Si, fraîchement émoulu de son école, notre jeune Webie·ne se lancera à corps perdu dans l'apprentissage du x-ième framework Javascript avec un enthousiasme toujours renouvelé, le senior finira peut-être par ressentir ennui et lassitude face à la répétitivité de la chose.

Comment prendre de la distance avec sa veille techno sans pour autant se laisser distancer par le Web ?

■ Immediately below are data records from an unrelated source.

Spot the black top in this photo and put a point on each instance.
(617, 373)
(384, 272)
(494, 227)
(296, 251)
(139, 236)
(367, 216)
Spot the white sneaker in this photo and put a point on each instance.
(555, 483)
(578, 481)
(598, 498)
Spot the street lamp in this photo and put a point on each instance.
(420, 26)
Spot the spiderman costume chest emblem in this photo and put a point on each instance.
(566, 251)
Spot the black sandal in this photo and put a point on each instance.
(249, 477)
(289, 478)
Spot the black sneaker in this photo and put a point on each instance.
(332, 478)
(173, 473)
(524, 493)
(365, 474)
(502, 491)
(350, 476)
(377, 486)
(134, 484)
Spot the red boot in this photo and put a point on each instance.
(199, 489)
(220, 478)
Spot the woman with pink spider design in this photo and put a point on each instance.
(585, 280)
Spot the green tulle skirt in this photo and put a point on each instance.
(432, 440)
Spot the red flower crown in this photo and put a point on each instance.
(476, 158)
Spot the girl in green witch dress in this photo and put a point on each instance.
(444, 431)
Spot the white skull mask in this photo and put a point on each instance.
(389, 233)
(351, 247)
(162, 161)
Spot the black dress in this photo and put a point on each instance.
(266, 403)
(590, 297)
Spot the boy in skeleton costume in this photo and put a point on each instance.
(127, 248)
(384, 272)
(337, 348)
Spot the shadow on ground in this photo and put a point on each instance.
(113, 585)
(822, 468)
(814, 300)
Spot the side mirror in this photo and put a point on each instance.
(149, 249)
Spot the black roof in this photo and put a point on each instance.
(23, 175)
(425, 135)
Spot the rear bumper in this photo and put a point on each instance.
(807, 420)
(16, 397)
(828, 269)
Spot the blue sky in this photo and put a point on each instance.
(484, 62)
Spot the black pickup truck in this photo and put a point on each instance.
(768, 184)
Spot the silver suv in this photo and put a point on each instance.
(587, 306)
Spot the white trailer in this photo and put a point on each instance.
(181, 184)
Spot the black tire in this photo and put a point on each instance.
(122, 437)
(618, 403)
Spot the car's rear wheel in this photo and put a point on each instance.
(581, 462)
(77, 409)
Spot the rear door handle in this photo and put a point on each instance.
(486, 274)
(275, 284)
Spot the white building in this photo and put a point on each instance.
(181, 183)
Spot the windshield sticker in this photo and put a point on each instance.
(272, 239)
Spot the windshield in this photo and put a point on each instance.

Denver, le dernier dinosaure du Web

N'avons nous pas tous déjà rencontré l'un ou l'une de ces vieux schnocks tellement engoncé dans ses vieilles habitudes, ses vieux outils, ses vieilles méthodes, qu'il est devenu incapable d'apporter la moindre contribution utile à un projet moderne ?

Ces dinosaures du Web se sont reposés sur leurs lauriers tellement longtemps qu'on dirait que le monde a continué de tourner sans eux, qu'ils sont restés coincés à une autre époque. Pour un peu, on les verrais porter un haut de forme, priser du tabac et entendrais proférer des expressions comme Diantre ! et Morbleu !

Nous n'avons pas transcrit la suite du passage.